Patriarch Athanasius II Dabbas (died 1619), sometime known also as Athanasius III, was Eastern Orthodox Patriarch of Antioch from 1611 to 1619.

==Life==
Athanasius II Dabbas succeeded to be elected Patriarch because he promised to the Damascenes to pay annually the deficit of the tax required of the Christians (Kharaj tax) by the Ottomans. Thus he was consecrated Patriarch in September 1611.

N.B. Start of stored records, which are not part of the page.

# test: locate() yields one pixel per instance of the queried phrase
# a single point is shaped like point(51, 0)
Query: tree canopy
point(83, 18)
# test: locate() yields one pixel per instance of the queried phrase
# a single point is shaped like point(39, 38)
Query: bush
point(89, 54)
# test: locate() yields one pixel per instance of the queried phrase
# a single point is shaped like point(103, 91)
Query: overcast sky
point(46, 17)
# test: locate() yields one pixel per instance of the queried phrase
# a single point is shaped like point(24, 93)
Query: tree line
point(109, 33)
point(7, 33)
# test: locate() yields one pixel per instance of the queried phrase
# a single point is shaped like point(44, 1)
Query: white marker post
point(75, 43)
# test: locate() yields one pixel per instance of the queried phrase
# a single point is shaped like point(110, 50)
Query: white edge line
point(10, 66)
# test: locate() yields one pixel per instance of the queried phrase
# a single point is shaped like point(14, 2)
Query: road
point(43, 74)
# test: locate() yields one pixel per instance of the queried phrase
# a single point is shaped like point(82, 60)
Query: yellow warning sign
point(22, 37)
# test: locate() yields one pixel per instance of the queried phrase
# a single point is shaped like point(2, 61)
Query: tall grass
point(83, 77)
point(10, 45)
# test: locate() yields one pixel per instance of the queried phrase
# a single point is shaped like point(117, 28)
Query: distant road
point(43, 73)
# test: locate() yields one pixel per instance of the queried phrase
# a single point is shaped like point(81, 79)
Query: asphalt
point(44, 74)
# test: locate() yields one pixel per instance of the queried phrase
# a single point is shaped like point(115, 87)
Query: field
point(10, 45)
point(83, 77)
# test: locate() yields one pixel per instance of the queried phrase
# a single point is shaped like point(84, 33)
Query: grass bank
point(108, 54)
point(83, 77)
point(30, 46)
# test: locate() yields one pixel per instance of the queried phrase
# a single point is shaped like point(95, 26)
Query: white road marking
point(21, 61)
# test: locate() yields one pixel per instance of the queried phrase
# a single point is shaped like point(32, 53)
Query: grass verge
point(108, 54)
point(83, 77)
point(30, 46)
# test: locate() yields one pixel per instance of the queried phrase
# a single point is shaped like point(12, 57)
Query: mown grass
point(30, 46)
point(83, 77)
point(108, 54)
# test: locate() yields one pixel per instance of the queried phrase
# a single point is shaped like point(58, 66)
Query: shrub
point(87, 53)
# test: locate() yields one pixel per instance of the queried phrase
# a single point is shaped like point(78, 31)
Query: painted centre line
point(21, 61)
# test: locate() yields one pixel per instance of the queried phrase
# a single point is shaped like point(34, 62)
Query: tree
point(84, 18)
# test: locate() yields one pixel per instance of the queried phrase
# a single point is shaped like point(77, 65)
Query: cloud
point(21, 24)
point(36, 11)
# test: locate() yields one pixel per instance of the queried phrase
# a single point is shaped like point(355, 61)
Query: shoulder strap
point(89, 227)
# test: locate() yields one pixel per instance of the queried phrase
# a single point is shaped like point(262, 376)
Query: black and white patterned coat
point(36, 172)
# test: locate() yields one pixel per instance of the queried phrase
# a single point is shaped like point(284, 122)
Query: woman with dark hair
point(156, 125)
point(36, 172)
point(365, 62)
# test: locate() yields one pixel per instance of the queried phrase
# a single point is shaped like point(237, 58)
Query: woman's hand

In 1612 he appointed and consecrated metropolitan bishop of Aleppo Meletios Karmah (who twenty years later became patriarch), with whom he later argued for financial reasons or for Meletios’ contacts with the Franciscans. In 1614 Athanasius went to Constantinople to ask Ecumenical Patriarch Timothy II to depose Meletios, who also came to Constantinople. The two prelates, Athanasius and Meletios, were then able to reach an agreement. Athanasius had a positive opinion of the Latin missionaries in Syria, and in 1617 he probably held a pro-Catholic synod.

Athanasius was not able to uphold the promise of paying the tax required of the Christians, and thus in 1619 he was imprisoned by the Ottoman governor of Damascus and was put in jail. After he paid a large ransom he was allowed to leave for Tripoli (Lebanon) where he died of illness in 1619.